‘Marriage Story’ and its early roots as a musical adaptation
Noah Baumbach is one of the most influential independent filmmakers and pioneers of the ‘walking and talking’ style, creating intimate slice-of-life dramas that capture the full spectrum of human relationships and their many complications. As a child of divorce, many of his films centre around fragmented or disintegrating relationships, with his 2005 film The Squid and the Whale being a loose retelling of his own adolescence while his parents went through a divorce.
Love and all the quandaries that come with it have become an intense preoccupation of the director, exploring it in both a light-hearted way in films such as Frances Ha and Walking and Talking, looking at the pangs of unfulfilled romance and the highs of platonic love, as well as looking at it through a more devastating lens.
While many people return to the unparalleled joys of Frances Ha and the comfort that comes from witnessing the emotional turbulence of people in their twenties, something that the director honed through his involvement in the mumblecore movement, he is perhaps most recognised for his 2019 film Marriage Story, which follows a theatre director and actress who are going through a messy and cross-continental divorce while trying to care for their son.
The film is known for being equally emotionally devastating as it is uplifting, with much-needed moments of lightness that are contrasted with dramatic arguments, screaming matches and painful custodial battles. Baumbach captures the conflicting and ever-changing nature of love, starting by showing what made this couple so great and then obliterating it by showing the slow dissolution of this love. It is an intensely realistic and heart-wrenching portrait of an experience that most people can relate to, showing the jarring clash between the beginning and end of a relationship and how the person you once loved completely changes in your eyes, baring little resemblance to the person you once thought they were.
But while we can see Baumbach’s signature style is written all over the project, from the naturalistic dialogue and authentic relationship dynamics, the director took inspiration from a musical written by Stephen Sondheim, originally intending for Marriage Story to be a screen adaptation of his 1970 musical Company.
Company follows a man called Bobby who is about to turn 35, debating whether or not he wants to be married like most of his friends. It is an exploration of the complexities within a relationship, with Bobby examining whether he is ready for complete commitment and vulnerability but how ultimately, being in love is what makes us feel alive.

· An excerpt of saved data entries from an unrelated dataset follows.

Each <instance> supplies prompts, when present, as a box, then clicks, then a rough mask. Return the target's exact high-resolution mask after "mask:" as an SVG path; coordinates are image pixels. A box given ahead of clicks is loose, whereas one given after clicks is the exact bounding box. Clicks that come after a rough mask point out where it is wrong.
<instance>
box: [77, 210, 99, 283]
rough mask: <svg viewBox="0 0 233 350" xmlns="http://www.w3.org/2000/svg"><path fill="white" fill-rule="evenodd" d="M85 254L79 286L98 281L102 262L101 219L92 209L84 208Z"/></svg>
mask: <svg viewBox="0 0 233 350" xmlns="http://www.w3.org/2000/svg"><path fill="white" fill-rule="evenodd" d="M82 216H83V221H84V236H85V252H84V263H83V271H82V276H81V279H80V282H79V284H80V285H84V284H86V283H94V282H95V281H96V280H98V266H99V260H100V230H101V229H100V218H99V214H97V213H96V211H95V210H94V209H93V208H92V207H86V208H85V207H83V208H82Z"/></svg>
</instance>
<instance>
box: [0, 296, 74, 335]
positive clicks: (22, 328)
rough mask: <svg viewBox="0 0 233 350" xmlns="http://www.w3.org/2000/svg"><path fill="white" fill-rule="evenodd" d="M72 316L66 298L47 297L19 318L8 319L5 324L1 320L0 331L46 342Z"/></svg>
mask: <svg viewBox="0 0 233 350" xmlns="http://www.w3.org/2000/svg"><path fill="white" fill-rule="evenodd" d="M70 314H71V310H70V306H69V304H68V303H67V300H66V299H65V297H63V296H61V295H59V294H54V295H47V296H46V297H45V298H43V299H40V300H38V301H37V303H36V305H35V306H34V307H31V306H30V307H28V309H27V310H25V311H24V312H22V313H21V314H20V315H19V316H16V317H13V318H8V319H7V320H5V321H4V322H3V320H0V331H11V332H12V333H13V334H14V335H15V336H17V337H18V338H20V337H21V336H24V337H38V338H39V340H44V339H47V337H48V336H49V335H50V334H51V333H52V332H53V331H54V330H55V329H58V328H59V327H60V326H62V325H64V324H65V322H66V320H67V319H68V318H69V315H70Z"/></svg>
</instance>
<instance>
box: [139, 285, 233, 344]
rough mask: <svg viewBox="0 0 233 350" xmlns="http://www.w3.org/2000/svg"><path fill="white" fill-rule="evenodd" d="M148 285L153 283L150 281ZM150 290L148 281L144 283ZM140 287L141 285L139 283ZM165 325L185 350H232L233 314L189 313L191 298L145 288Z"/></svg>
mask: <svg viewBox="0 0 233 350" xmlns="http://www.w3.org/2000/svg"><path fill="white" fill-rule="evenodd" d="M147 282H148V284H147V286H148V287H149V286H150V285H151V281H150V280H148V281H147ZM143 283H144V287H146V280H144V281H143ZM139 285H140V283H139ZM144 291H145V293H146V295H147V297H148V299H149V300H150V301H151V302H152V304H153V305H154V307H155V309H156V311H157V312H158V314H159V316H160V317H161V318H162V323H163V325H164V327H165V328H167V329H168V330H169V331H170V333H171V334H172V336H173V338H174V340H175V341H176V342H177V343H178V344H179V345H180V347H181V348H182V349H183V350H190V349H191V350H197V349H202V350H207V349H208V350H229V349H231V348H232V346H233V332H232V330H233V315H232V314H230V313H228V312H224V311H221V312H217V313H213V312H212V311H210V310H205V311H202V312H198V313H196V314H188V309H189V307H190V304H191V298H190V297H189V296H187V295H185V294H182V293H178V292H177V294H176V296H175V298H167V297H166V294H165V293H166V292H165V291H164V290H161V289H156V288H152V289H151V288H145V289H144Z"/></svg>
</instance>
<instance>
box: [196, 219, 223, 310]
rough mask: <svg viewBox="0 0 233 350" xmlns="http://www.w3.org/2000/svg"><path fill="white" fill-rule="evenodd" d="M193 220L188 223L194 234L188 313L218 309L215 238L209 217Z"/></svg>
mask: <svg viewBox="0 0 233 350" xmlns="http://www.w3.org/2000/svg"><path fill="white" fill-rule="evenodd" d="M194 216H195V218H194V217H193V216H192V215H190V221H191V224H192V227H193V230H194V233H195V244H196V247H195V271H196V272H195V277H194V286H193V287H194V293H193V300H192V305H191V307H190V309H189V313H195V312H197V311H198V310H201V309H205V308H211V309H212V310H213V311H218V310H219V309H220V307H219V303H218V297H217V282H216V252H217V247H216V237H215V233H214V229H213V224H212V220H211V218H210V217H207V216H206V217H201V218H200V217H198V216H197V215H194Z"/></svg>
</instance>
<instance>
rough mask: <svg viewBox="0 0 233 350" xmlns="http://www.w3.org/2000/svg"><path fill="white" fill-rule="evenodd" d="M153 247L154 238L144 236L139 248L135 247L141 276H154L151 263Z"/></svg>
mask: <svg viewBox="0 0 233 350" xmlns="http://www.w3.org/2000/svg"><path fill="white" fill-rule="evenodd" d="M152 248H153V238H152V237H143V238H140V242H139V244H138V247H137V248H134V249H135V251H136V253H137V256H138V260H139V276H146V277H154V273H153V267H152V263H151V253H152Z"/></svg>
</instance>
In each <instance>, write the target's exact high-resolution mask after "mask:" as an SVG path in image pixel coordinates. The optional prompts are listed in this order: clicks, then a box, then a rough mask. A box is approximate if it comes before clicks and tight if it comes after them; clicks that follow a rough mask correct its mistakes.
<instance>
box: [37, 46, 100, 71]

There are traces of Baumbach’s original intentions to adapt the musical within the film, with Johansson’s character singing a song from the musical with her mother and sister during one scene near the end, which is called ‘You Could Drive a Person Crazy’. As well as this, Driver’s character performs a solo during a karaoke scene towards the beginning of the film, singing the titular song from the musical, ‘Being Alive’.
While Baumbach did not infuse much of the story into the screenplay, he has incorporated many of the themes from the musical, looking at the many highs and lows of love and how ultimately, our humanity depends on our experience of these tribulations.